Trouvant enfin la bonne fenêtre, j'entrepris de jeter quelques petits cailloux sur les volets sombres la recouvrant. De la lumière filtrait à travers ces derniers, il était encore debout. Quoi de plus normal, il devait attendre un peu pour me retrouver plus tard dans la forêt. Il ne le savait pas encore, mais c'est moi qui venait à lui cette fois-ci. Un cailloux, un tintement. Deux cailloux, puis trois, puis un quatrième. Les volets s'ouvrirent, et je le vis à sa fenêtre.

Il m'aperçut également, et s'il avait été seul, j'aurais parié qu'il aurait hurlé. Son regard en disait long sur ce qu'il pensait de ma présence ici.

Avant de me faire rembarrer, je pris les devants.

- Je peux monter ? Demandais-je d'une voix suppliante.

Il ne répondit pas tout de suite, jaugeant comme à son habitude la situation. Il tourna la tête derrière lui, reporta ensuite son attention sur moi, puis acquiesça. Je m'élançais, attrapant le rebord de pierre dans un saut bref. Il ne m'aida pas, préférant retourner au milieu de la pièce. Je le comprenais, puisqu'après tout, pourquoi me laisserait-il monter, la nuit tombée par dessus le lot ?

Faisant semblant de peiner à grimper, je retombais finalement sur le parquet dans un bruit mat. Il me fixa toujours sans rien dire, ses yeux bleus crépitaient. Je me relevais, le dominant de toute ma hauteur. Ses bras croisées tressaillirent, il était encore tout habillé. Cela confirmait mon hypothèse, il venait voir les loups ce soir.

- Je vais vérifier que ma tante dort. Ne bouge pas d'ici, demanda-t-il de son ton inquisiteur.
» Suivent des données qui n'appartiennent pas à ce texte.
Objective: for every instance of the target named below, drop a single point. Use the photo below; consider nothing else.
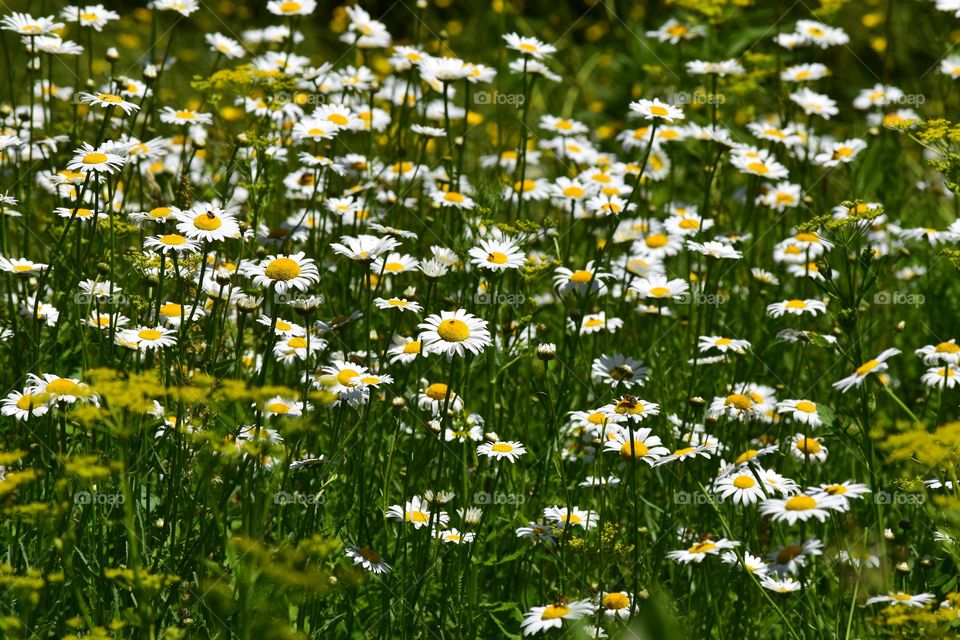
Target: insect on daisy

J'approuvai de la tête, le regardant quitter la pièce sans bruits. Je m'assaillais sur son lit, détaillant ce qui m'entourait. Sa chambre était petite, mais fonctionnelle. Ses murs bruns contrastaient avec la clarté de l'extérieur, car la pièce elle même diffusait la lumière jaunâtre de son lustre d'époque. Le lit sur lequel je venais de m'asseoir était placé dans un coin, accompagné d'une table de chevet en bois sombre. Dessus, une lampe trônait, suivie d'un livre « L'attrape-cœur », sans doute celui qu'il lisait actuellement.

En face de moi, une armoire était placée sur un mur, accolée à une bibliothèque débordante. Je ne distinguais pas tout, mais je pouvais reconnaître de grands classique comme Zola, Stendhal, et même quelques recueils de Rilke. L'armoire quand à elle, devait être le plus grand meuble de la pièce. Elle était elle aussi en bois peint, et présentait quelques rayures sur ses flancs. Elle paraissait d'époque, comme le reste de l'endroit qui devait forcément être une chambre d'amis.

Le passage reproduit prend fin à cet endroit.